Terapi Kuadrupel; jika gagal dengan terapi triple maka dianjurkan dengan terapi kuadrupel yaitu PPI 2 x sehari,Bismuth subsalisilat 4 x 2 tab,MNZ 4 x 250 mg,Tetrasiklin 4 x 500 mg.
Pada resistensi dapat dianjurkan PPI,Amoksisilin,dan Rifabutin selama 10 hari.
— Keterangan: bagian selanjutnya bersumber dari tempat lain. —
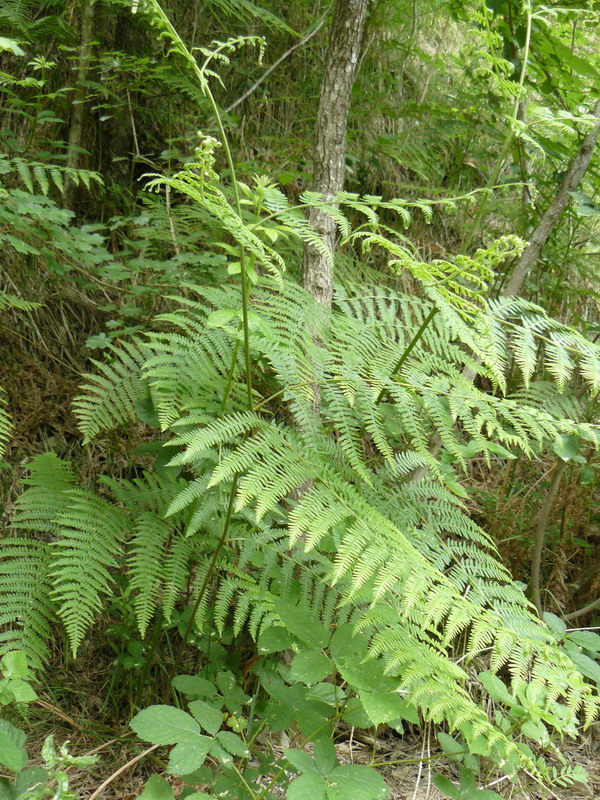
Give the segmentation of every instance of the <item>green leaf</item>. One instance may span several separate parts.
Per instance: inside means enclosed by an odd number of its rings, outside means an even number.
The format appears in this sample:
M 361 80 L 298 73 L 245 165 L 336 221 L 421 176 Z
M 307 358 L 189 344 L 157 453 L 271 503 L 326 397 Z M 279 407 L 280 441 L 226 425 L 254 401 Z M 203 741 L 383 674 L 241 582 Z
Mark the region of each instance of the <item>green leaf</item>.
M 333 664 L 331 659 L 317 650 L 304 650 L 294 657 L 290 675 L 295 681 L 311 686 L 331 675 Z
M 25 55 L 25 51 L 21 50 L 14 39 L 7 39 L 5 36 L 0 36 L 0 50 L 12 53 L 15 56 Z
M 327 800 L 327 797 L 325 779 L 309 772 L 305 772 L 304 775 L 300 775 L 290 783 L 286 793 L 286 800 L 308 800 L 308 798 L 310 800 Z M 354 795 L 349 795 L 346 800 L 349 800 L 350 797 L 354 798 Z
M 308 753 L 305 753 L 303 750 L 284 750 L 283 755 L 298 772 L 313 772 L 318 774 L 315 762 Z
M 0 661 L 0 670 L 6 678 L 29 678 L 27 659 L 22 650 L 6 653 Z
M 559 438 L 560 441 L 555 442 L 552 449 L 563 461 L 570 461 L 579 453 L 579 437 L 572 433 L 562 433 Z
M 204 764 L 212 739 L 196 736 L 190 742 L 176 744 L 169 755 L 167 772 L 170 775 L 189 775 Z
M 37 694 L 27 683 L 21 678 L 14 678 L 9 682 L 9 689 L 13 693 L 15 703 L 32 703 L 37 700 Z
M 451 780 L 448 780 L 448 778 L 444 778 L 443 775 L 436 775 L 433 779 L 433 783 L 440 792 L 443 792 L 447 797 L 452 797 L 453 800 L 460 800 L 461 795 L 459 789 Z
M 225 750 L 234 756 L 243 758 L 249 754 L 244 740 L 236 733 L 232 733 L 231 731 L 219 731 L 219 733 L 217 733 L 217 739 Z
M 516 699 L 510 694 L 505 684 L 493 673 L 488 670 L 480 672 L 479 680 L 492 700 L 498 703 L 504 703 L 506 706 L 512 706 L 516 703 Z
M 173 688 L 185 695 L 198 695 L 198 697 L 212 697 L 217 693 L 214 683 L 200 678 L 197 675 L 177 675 L 171 681 Z
M 577 650 L 568 651 L 569 658 L 586 678 L 600 682 L 600 664 Z
M 206 792 L 194 792 L 186 795 L 185 800 L 214 800 L 214 798 L 212 795 L 206 794 Z
M 160 428 L 160 420 L 158 413 L 154 408 L 154 401 L 150 394 L 146 395 L 143 400 L 136 400 L 135 411 L 139 419 L 150 425 L 151 428 Z
M 189 704 L 189 709 L 204 730 L 213 736 L 223 724 L 225 715 L 210 703 L 205 703 L 204 700 L 193 700 Z
M 565 625 L 564 621 L 557 617 L 556 614 L 552 614 L 550 611 L 544 612 L 544 622 L 550 628 L 551 631 L 557 633 L 560 637 L 564 636 L 567 632 L 567 626 Z
M 189 742 L 200 733 L 193 717 L 179 708 L 164 705 L 145 708 L 129 725 L 140 739 L 150 744 Z
M 338 764 L 334 744 L 328 736 L 322 736 L 314 743 L 313 757 L 317 772 L 321 775 L 329 775 Z
M 391 792 L 372 767 L 344 764 L 327 776 L 327 800 L 385 800 Z
M 234 319 L 241 319 L 242 312 L 234 308 L 220 308 L 213 311 L 206 319 L 209 328 L 224 328 Z
M 0 719 L 0 764 L 11 772 L 20 772 L 27 763 L 25 741 L 23 731 Z
M 528 720 L 521 725 L 521 731 L 538 744 L 546 745 L 550 742 L 548 730 L 539 720 Z
M 600 653 L 600 636 L 593 631 L 571 631 L 565 639 L 592 653 Z
M 359 692 L 360 700 L 373 725 L 389 723 L 396 719 L 408 719 L 418 724 L 419 715 L 397 692 Z M 408 715 L 408 716 L 407 716 Z
M 25 792 L 30 792 L 32 789 L 35 789 L 36 786 L 45 784 L 48 777 L 48 772 L 42 769 L 42 767 L 24 769 L 19 773 L 15 781 L 17 798 L 19 798 L 20 795 L 24 795 Z
M 277 614 L 288 630 L 304 644 L 320 650 L 329 641 L 329 631 L 307 606 L 278 597 Z
M 274 625 L 260 634 L 256 646 L 259 653 L 281 653 L 283 650 L 289 650 L 294 642 L 295 639 L 287 628 Z
M 0 800 L 17 800 L 17 795 L 8 778 L 0 778 Z
M 175 800 L 171 785 L 160 775 L 151 775 L 137 800 Z
M 459 744 L 453 736 L 447 733 L 440 732 L 437 734 L 437 738 L 447 758 L 451 761 L 463 760 L 466 750 L 464 745 Z

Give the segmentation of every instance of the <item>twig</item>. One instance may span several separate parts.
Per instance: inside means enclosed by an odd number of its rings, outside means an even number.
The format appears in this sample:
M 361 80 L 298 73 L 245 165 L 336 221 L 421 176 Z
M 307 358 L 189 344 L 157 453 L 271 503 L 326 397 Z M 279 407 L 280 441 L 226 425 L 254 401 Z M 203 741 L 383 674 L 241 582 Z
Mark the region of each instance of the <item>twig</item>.
M 271 64 L 271 66 L 263 72 L 263 74 L 256 81 L 256 83 L 253 83 L 252 86 L 244 92 L 244 94 L 240 95 L 240 97 L 238 97 L 237 100 L 234 100 L 234 102 L 231 105 L 227 106 L 227 108 L 223 111 L 223 113 L 229 114 L 229 112 L 233 111 L 234 108 L 237 108 L 237 106 L 239 106 L 240 103 L 243 103 L 247 97 L 250 97 L 250 95 L 253 94 L 258 89 L 261 83 L 263 83 L 263 81 L 265 81 L 269 77 L 269 75 L 273 72 L 273 70 L 277 69 L 277 67 L 281 64 L 282 61 L 285 61 L 285 59 L 289 55 L 291 55 L 294 52 L 294 50 L 297 50 L 298 47 L 302 47 L 302 45 L 306 44 L 309 41 L 309 39 L 312 39 L 312 37 L 322 28 L 324 22 L 325 22 L 325 16 L 322 16 L 314 28 L 309 30 L 309 32 L 305 34 L 302 37 L 302 39 L 300 39 L 299 42 L 293 44 L 289 48 L 289 50 L 286 50 L 283 55 L 279 56 L 277 61 L 273 62 L 273 64 Z
M 563 614 L 563 619 L 575 619 L 576 617 L 583 617 L 584 614 L 587 614 L 588 611 L 594 611 L 594 609 L 600 608 L 600 597 L 597 600 L 593 600 L 591 603 L 588 603 L 587 606 L 580 608 L 579 611 L 571 611 L 569 614 Z
M 134 764 L 136 764 L 138 761 L 144 758 L 144 756 L 147 756 L 148 753 L 151 753 L 153 750 L 156 750 L 157 747 L 160 747 L 160 745 L 153 744 L 152 747 L 149 747 L 147 750 L 144 750 L 144 752 L 140 753 L 139 756 L 132 758 L 126 764 L 123 764 L 122 767 L 119 767 L 119 769 L 116 772 L 113 772 L 113 774 L 109 775 L 105 781 L 102 781 L 102 783 L 96 789 L 96 791 L 92 792 L 92 794 L 88 797 L 88 800 L 96 800 L 96 797 L 99 797 L 100 794 L 102 794 L 102 792 L 106 789 L 106 787 L 115 780 L 115 778 L 118 778 L 119 775 L 121 775 L 123 772 L 125 772 L 125 770 L 129 769 L 129 767 L 132 767 Z

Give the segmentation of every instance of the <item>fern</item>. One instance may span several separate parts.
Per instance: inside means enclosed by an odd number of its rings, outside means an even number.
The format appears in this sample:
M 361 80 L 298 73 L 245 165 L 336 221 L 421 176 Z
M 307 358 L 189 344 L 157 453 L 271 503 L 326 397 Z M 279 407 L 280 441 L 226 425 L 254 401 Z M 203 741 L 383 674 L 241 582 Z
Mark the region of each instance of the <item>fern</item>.
M 52 543 L 52 598 L 58 607 L 71 649 L 77 653 L 88 627 L 112 591 L 111 568 L 129 528 L 115 506 L 83 489 L 65 493 L 67 509 L 57 517 L 58 538 Z
M 4 455 L 6 445 L 14 427 L 10 415 L 4 406 L 5 400 L 0 396 L 0 458 Z
M 207 51 L 208 63 L 214 57 Z M 536 457 L 564 433 L 598 444 L 598 429 L 580 422 L 560 392 L 575 369 L 597 390 L 600 348 L 538 306 L 486 299 L 494 269 L 520 252 L 520 240 L 427 264 L 381 221 L 382 210 L 401 224 L 414 209 L 429 215 L 426 202 L 302 198 L 301 209 L 325 207 L 348 246 L 376 248 L 421 287 L 408 297 L 347 283 L 328 313 L 283 278 L 268 233 L 283 228 L 307 241 L 314 232 L 264 182 L 258 221 L 234 210 L 214 172 L 214 147 L 205 140 L 193 165 L 151 188 L 167 184 L 214 217 L 234 254 L 243 249 L 255 267 L 252 291 L 246 298 L 236 286 L 185 286 L 155 330 L 97 365 L 76 402 L 86 441 L 136 418 L 160 424 L 178 449 L 170 464 L 184 467 L 185 479 L 104 479 L 114 502 L 50 484 L 52 499 L 32 486 L 20 501 L 18 524 L 57 537 L 47 546 L 50 598 L 73 649 L 111 591 L 120 554 L 142 634 L 187 592 L 197 626 L 211 619 L 222 630 L 231 619 L 236 632 L 246 627 L 258 639 L 270 626 L 291 627 L 292 595 L 324 631 L 349 621 L 363 635 L 360 659 L 394 676 L 426 719 L 445 721 L 498 762 L 539 772 L 543 765 L 467 691 L 467 672 L 452 660 L 458 640 L 465 664 L 489 653 L 515 691 L 525 681 L 532 696 L 543 695 L 559 730 L 574 727 L 580 711 L 589 723 L 597 693 L 469 518 L 448 462 L 465 470 L 474 453 L 489 460 L 501 448 Z M 242 306 L 252 321 L 244 338 Z M 525 388 L 509 395 L 513 361 Z M 250 391 L 253 362 L 262 392 Z M 465 367 L 491 390 L 469 381 Z M 553 384 L 534 395 L 534 375 Z M 431 478 L 412 481 L 423 465 Z

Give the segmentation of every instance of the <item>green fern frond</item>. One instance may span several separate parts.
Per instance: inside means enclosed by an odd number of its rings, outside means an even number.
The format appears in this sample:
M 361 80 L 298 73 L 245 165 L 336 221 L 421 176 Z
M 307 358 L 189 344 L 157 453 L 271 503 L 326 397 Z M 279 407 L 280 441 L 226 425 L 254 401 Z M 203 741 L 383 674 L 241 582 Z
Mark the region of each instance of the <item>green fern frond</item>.
M 148 357 L 146 346 L 140 341 L 122 342 L 111 346 L 112 363 L 94 361 L 98 374 L 85 376 L 88 383 L 81 387 L 86 393 L 73 403 L 84 443 L 90 442 L 100 431 L 136 419 L 136 403 L 148 394 L 140 372 Z
M 0 542 L 0 653 L 23 650 L 34 669 L 48 660 L 55 607 L 48 546 L 6 536 Z
M 0 392 L 1 391 L 0 389 Z M 0 395 L 0 458 L 4 455 L 6 445 L 8 444 L 13 430 L 13 421 L 10 418 L 10 414 L 5 409 L 5 400 Z
M 112 592 L 111 569 L 118 565 L 120 544 L 130 530 L 116 506 L 84 489 L 64 494 L 66 508 L 57 516 L 58 538 L 52 542 L 52 598 L 63 621 L 73 654 Z
M 134 592 L 133 605 L 140 636 L 144 637 L 161 594 L 164 555 L 171 526 L 151 512 L 135 520 L 129 545 L 129 585 Z

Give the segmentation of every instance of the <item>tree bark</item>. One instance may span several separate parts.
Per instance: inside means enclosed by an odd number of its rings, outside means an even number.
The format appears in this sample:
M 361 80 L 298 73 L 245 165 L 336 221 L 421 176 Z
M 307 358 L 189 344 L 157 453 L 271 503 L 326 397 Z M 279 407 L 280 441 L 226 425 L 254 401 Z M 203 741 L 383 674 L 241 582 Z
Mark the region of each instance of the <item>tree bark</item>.
M 79 156 L 81 155 L 81 141 L 83 138 L 83 122 L 85 118 L 85 80 L 87 78 L 90 56 L 91 41 L 94 28 L 94 5 L 92 0 L 84 0 L 81 11 L 81 49 L 79 51 L 79 61 L 77 63 L 76 89 L 73 93 L 73 111 L 71 114 L 71 125 L 69 127 L 69 144 L 67 149 L 67 163 L 69 169 L 77 169 L 79 166 Z M 67 178 L 65 182 L 64 205 L 65 208 L 72 208 L 75 199 L 75 183 Z
M 512 297 L 521 291 L 527 275 L 539 258 L 556 227 L 556 223 L 567 207 L 569 192 L 574 192 L 577 189 L 589 167 L 594 155 L 594 149 L 598 143 L 598 136 L 600 135 L 600 100 L 596 102 L 592 114 L 598 118 L 598 122 L 584 137 L 579 152 L 562 179 L 554 200 L 550 203 L 537 228 L 532 233 L 529 247 L 515 264 L 510 279 L 502 292 L 504 297 Z
M 317 114 L 312 189 L 327 200 L 344 188 L 346 126 L 369 0 L 337 0 L 325 57 Z M 333 296 L 333 250 L 336 226 L 323 210 L 311 208 L 308 219 L 327 243 L 330 257 L 315 247 L 304 249 L 304 286 L 326 306 Z

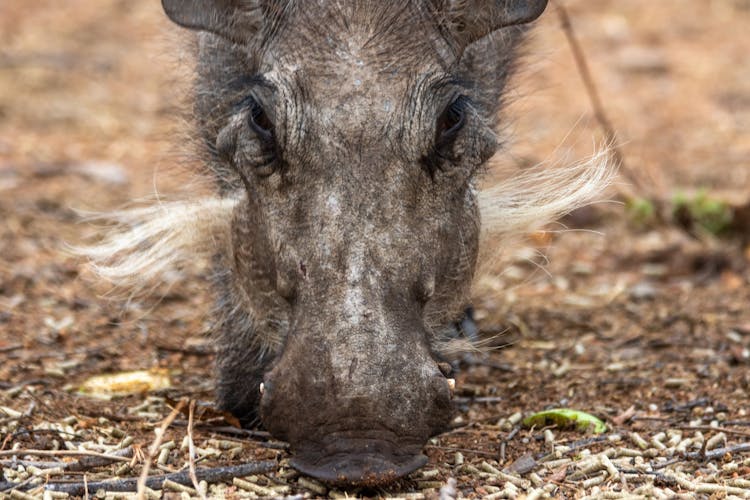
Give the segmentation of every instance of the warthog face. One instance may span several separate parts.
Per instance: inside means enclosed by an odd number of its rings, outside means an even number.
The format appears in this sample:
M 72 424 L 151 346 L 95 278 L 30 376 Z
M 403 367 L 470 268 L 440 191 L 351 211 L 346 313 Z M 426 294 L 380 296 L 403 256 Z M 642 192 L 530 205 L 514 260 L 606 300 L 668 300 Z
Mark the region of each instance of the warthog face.
M 217 264 L 220 403 L 323 480 L 411 472 L 451 417 L 436 345 L 466 306 L 520 33 L 496 30 L 546 1 L 163 3 L 204 32 L 196 118 L 240 198 Z

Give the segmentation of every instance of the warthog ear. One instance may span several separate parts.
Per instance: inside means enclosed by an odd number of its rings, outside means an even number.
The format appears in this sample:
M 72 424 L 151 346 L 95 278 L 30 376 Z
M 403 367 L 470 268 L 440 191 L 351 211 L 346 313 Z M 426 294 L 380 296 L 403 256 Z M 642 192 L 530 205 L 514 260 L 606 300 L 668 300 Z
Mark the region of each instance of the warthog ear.
M 547 0 L 447 0 L 447 18 L 460 50 L 506 26 L 539 17 Z
M 258 0 L 162 0 L 167 16 L 184 28 L 208 31 L 232 42 L 247 43 L 260 30 Z

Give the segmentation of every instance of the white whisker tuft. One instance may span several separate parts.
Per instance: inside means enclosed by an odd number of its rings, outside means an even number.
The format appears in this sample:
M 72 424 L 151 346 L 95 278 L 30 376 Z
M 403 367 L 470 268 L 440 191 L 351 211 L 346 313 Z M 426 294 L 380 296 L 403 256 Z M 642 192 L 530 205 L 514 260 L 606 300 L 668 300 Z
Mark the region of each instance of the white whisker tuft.
M 466 354 L 488 354 L 504 349 L 513 342 L 503 340 L 508 336 L 508 330 L 492 335 L 482 335 L 481 338 L 446 337 L 439 339 L 436 346 L 438 352 L 446 359 L 456 359 Z
M 238 203 L 209 197 L 97 215 L 89 219 L 117 226 L 101 242 L 73 251 L 88 258 L 99 277 L 137 292 L 176 268 L 228 249 Z
M 593 203 L 612 182 L 617 166 L 604 149 L 567 167 L 541 163 L 479 193 L 483 235 L 514 235 Z

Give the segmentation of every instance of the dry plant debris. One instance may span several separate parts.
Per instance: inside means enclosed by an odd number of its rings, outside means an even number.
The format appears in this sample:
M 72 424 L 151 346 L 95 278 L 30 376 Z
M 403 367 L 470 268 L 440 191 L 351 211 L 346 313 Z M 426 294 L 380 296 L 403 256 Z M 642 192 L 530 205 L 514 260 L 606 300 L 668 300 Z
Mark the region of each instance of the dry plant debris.
M 184 145 L 172 131 L 176 82 L 189 76 L 169 69 L 180 56 L 159 2 L 0 2 L 0 498 L 130 498 L 146 463 L 149 498 L 748 498 L 750 10 L 563 3 L 629 172 L 651 187 L 634 194 L 688 193 L 689 217 L 641 224 L 654 207 L 609 205 L 533 235 L 510 265 L 489 259 L 474 305 L 490 352 L 456 377 L 452 430 L 407 480 L 340 491 L 209 406 L 185 406 L 157 436 L 183 398 L 212 400 L 205 274 L 176 273 L 158 300 L 110 302 L 65 250 L 101 230 L 77 210 L 193 180 L 169 168 L 197 167 L 169 153 Z M 528 48 L 538 62 L 507 113 L 517 140 L 488 183 L 560 148 L 571 160 L 591 152 L 599 126 L 565 39 L 556 16 L 541 19 Z M 729 231 L 696 224 L 722 221 L 724 206 Z M 76 393 L 135 370 L 167 370 L 171 388 Z M 522 428 L 556 407 L 610 431 Z
M 168 409 L 163 398 L 143 403 L 152 411 Z M 579 497 L 577 492 L 583 491 L 590 498 L 750 498 L 750 422 L 723 421 L 706 403 L 625 412 L 631 427 L 647 424 L 639 426 L 640 432 L 587 436 L 555 428 L 523 429 L 519 414 L 470 423 L 432 440 L 430 468 L 394 488 L 349 492 L 300 476 L 286 465 L 284 446 L 263 433 L 237 438 L 225 435 L 227 429 L 216 425 L 221 422 L 215 418 L 197 421 L 197 428 L 192 419 L 179 420 L 185 400 L 161 421 L 135 422 L 152 429 L 150 443 L 131 436 L 132 421 L 68 416 L 27 427 L 34 420 L 33 409 L 3 406 L 0 434 L 8 449 L 0 451 L 0 498 L 120 498 L 136 491 L 142 498 L 161 498 L 167 492 L 197 498 L 388 497 L 397 491 L 396 496 L 408 493 L 409 498 Z M 237 434 L 243 432 L 238 429 Z M 28 436 L 37 441 L 44 436 L 47 446 L 24 446 Z M 199 437 L 197 443 L 192 436 Z M 476 443 L 476 448 L 465 448 L 466 443 Z M 511 460 L 508 449 L 526 453 Z

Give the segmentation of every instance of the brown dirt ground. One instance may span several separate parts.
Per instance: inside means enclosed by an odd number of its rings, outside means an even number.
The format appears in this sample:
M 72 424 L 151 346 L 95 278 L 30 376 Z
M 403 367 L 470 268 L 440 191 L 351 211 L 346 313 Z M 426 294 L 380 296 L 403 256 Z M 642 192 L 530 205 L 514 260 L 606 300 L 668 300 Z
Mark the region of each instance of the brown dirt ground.
M 705 188 L 746 201 L 750 4 L 566 5 L 628 168 L 649 192 L 669 200 L 680 190 Z M 123 305 L 87 280 L 84 264 L 66 247 L 101 231 L 82 223 L 76 210 L 120 207 L 190 181 L 178 139 L 186 77 L 175 33 L 156 1 L 0 3 L 5 480 L 35 477 L 33 467 L 19 472 L 7 453 L 14 447 L 108 452 L 130 436 L 146 450 L 170 401 L 212 398 L 212 356 L 203 336 L 211 299 L 200 272 L 178 279 L 161 300 Z M 507 113 L 514 144 L 498 156 L 498 171 L 581 158 L 601 141 L 553 10 L 528 54 Z M 512 264 L 483 268 L 475 300 L 480 326 L 507 347 L 479 356 L 480 364 L 458 377 L 455 429 L 427 446 L 423 471 L 349 495 L 436 497 L 443 488 L 449 498 L 445 485 L 455 478 L 455 494 L 467 498 L 750 498 L 747 235 L 717 239 L 672 225 L 638 226 L 617 204 L 579 219 L 566 222 L 585 231 L 536 235 L 535 248 L 514 253 Z M 549 258 L 543 266 L 538 250 Z M 111 401 L 74 390 L 91 375 L 153 368 L 169 370 L 172 389 Z M 517 425 L 517 413 L 555 406 L 589 411 L 611 430 L 602 439 Z M 185 466 L 186 420 L 178 416 L 167 431 L 164 441 L 177 446 L 152 471 Z M 221 433 L 209 417 L 199 420 L 199 466 L 279 460 L 278 469 L 250 480 L 275 487 L 273 494 L 341 493 L 289 471 L 283 444 Z M 519 458 L 532 460 L 521 475 L 513 472 Z M 44 468 L 63 458 L 19 452 L 16 459 L 42 461 L 37 465 Z M 86 478 L 135 477 L 140 470 L 140 464 L 92 466 Z M 49 475 L 39 473 L 37 482 Z M 69 471 L 50 480 L 83 476 Z M 0 498 L 10 495 L 3 481 Z M 252 495 L 224 483 L 212 485 L 209 496 Z

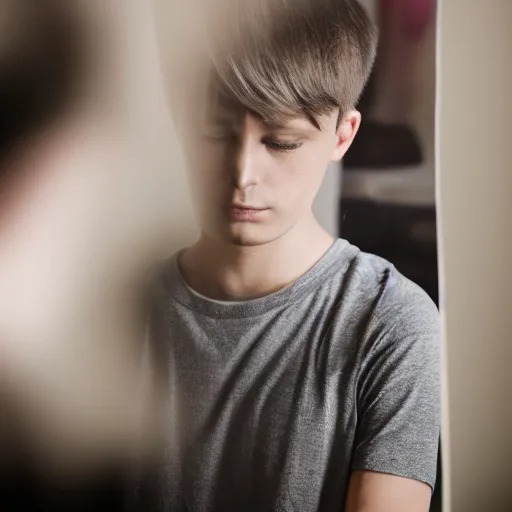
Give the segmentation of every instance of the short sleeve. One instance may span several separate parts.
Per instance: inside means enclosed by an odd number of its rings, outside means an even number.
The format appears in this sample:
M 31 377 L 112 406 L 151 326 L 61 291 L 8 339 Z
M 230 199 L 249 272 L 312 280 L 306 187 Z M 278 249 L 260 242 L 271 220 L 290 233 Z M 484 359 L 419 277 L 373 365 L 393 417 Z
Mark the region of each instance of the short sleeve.
M 365 340 L 352 470 L 434 487 L 440 434 L 440 321 L 403 277 L 385 289 Z

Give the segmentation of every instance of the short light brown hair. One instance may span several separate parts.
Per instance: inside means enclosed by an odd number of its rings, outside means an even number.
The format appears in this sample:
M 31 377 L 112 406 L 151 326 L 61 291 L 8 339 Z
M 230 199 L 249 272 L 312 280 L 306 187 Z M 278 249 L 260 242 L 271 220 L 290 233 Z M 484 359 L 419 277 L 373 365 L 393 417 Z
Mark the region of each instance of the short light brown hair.
M 357 0 L 266 1 L 252 12 L 233 4 L 226 44 L 214 52 L 217 93 L 268 123 L 304 115 L 316 124 L 336 109 L 341 118 L 375 59 L 377 31 L 365 9 Z

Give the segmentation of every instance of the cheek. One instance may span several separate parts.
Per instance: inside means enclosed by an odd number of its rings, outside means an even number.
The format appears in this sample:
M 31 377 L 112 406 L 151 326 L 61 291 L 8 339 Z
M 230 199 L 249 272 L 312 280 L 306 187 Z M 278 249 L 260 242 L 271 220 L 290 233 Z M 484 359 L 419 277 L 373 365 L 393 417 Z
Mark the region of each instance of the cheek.
M 293 208 L 311 206 L 324 177 L 327 163 L 307 152 L 289 155 L 285 165 L 271 173 L 271 185 L 281 191 L 282 199 Z

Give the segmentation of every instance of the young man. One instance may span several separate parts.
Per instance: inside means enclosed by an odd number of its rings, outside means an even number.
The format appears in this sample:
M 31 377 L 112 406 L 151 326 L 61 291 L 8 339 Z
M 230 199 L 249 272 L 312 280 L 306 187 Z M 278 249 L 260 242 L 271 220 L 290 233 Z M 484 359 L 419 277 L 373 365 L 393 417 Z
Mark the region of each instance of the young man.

Pada tukak refrakter bisa sembuh bila dosis PPI ditingkatkan/dosis ganda Omeprazol 40 mg,lansoprazole 60 mg,bila gagal maka dilakukan operasi elektif.

KOMPLIKASI
Bisa terjadi Perdarahan, perforasi, obstruksi, dan penetrasi.

PROGNOSIS
Apabila penyebab yang mendasari dari tukak peptik ini diatasi maka akan memberikan prognosa yang bagus.Kebanyakan penderita sembuh dengan terapi untuk infeksi H.Pylori,menghindari  OAINS dan meminum obat antisekretorus pada lambung.